According to his view, digital innovation should be a structured process, in which the entire organization should be involved. In the list below he describes the journey of innovation from an idea to reality.
1. Map and prioritize the specific needs of your organization
“Companies shouldn’t rush into making decisions about the use of certain technologies. In the very beginning, one needs to look at the strategic goals of the company, and think about what needs to be done and what needs to be changed in order to achieve those goals. In this primary stage, the technologies are irrelevant. The focus needs to be kept solely on developing the organization and its functions.”
2. Think about how technology can help you
“Once the priorities and needs of the organization have been defined, then it is time to turn the attention towards how things are done. It is very likely, that digitalization provides the tools for streamlining processes. Nevertheless, what needs to be kept in mind is that digitalization is no panacea. Digitalizing existing procedures just for the sake of it rarely leads to the maximum results. In fact, it may even end up adding unnecessary steps in the overall process. Again, ask yourself what it is that you want to achieve. Then let the technology help you get there.”
3. Unleash the creativity lurking inside your workforce
”I’ve been involved in projects where companies try to foster innovation by bringing someone from outside of the organization to implement creative ideas. Personally, I don’t think that’s the optimal way. There are already numerous examples and case stories in the world of digitalization and industrial internet from where to draw inspiration. Your own colleagues have the best understanding of your company, its business and environment. Why not utilize that? Digital innovation can mean different things to different players. So, instead of hiring a stranger to work their magic, see what your people can do. Have them think about the solutions that provide the greatest benefit to your organization.”
4. After background research it is time for internal testing
“As soon as you have a clear view of your company’s strategy, processes and human resources, it is time to put the ideas to test. With agile testing methods you can test, say, twenty out of hundred different ideas in a few week’s period. The main goal in this stage is to quickly get a perception of which ideas have actual potential business-wise and are worth taking further.”

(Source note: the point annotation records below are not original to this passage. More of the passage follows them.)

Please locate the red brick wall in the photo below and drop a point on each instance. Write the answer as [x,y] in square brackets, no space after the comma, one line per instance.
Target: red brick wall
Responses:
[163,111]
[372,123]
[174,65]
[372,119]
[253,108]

“Interaction between all kinds of people from different parts of the organization enables going through a broader set of perspectives”
5. Ready, set, pilot!
“After the first round of testing, the number of ideas left in the process has usually decreased to a maximum of five. This is when the ideas need to be evaluated against the set business objectives and bring external stakeholders to contribute to the process. Customers, for example, need to really get acquainted with this new thing, a product or a service, to be able to give their extremely valuable feedback. Because the crucial question that needs to be answered is whether this innovation in the making is something that they are actually willing to pay for. So it is not enough just to create something that technically works. That something needs to help the company either increase profit or, on the other hand, decrease costs. “
Anybody who has ever been involved in the process of innovation surely knows that the journey from having just a hint of an idea that could possibly grow into something bigger, to introducing the first prototypes of a given digital innovation is certainly long and eventful. Everything can go according to the plan – until it doesn’t. Even going through all the necessary stages doesn’t guarantee that the result is optimal, or even functioning. Is there something that could be done in the very beginning in order to improve the chances of succeeding?
“Returning to the very beginning of the innovation process, I would say that the more heterogenic bunch of people throwing in their initial ideas and brainstorming together, the better. Interaction between all kinds of people from different parts of the organization enables going through a broader set of perspectives,” Yli-Pietilä contemplates.
And ultimately, who in the organization should be in charge of the process of digital innovation?
“Often it is either the CDO or the CIO of the company. However, in my opinion the process itself is so comprehensive, that it shouldn’t simply be lumped together with traditional information handling. It requires more than that. Therefore I think that it is easier for CDOs to take responsibility and leadership in the overall process. For that reason, companies who want to be innovative in the digital world need to start by appointing a CDO, if they don’t have one yet,” Yli-Pietilä concludes.
Marko Yli-Pietilä works as the Business Development Director and Managing Consultant at Midagon.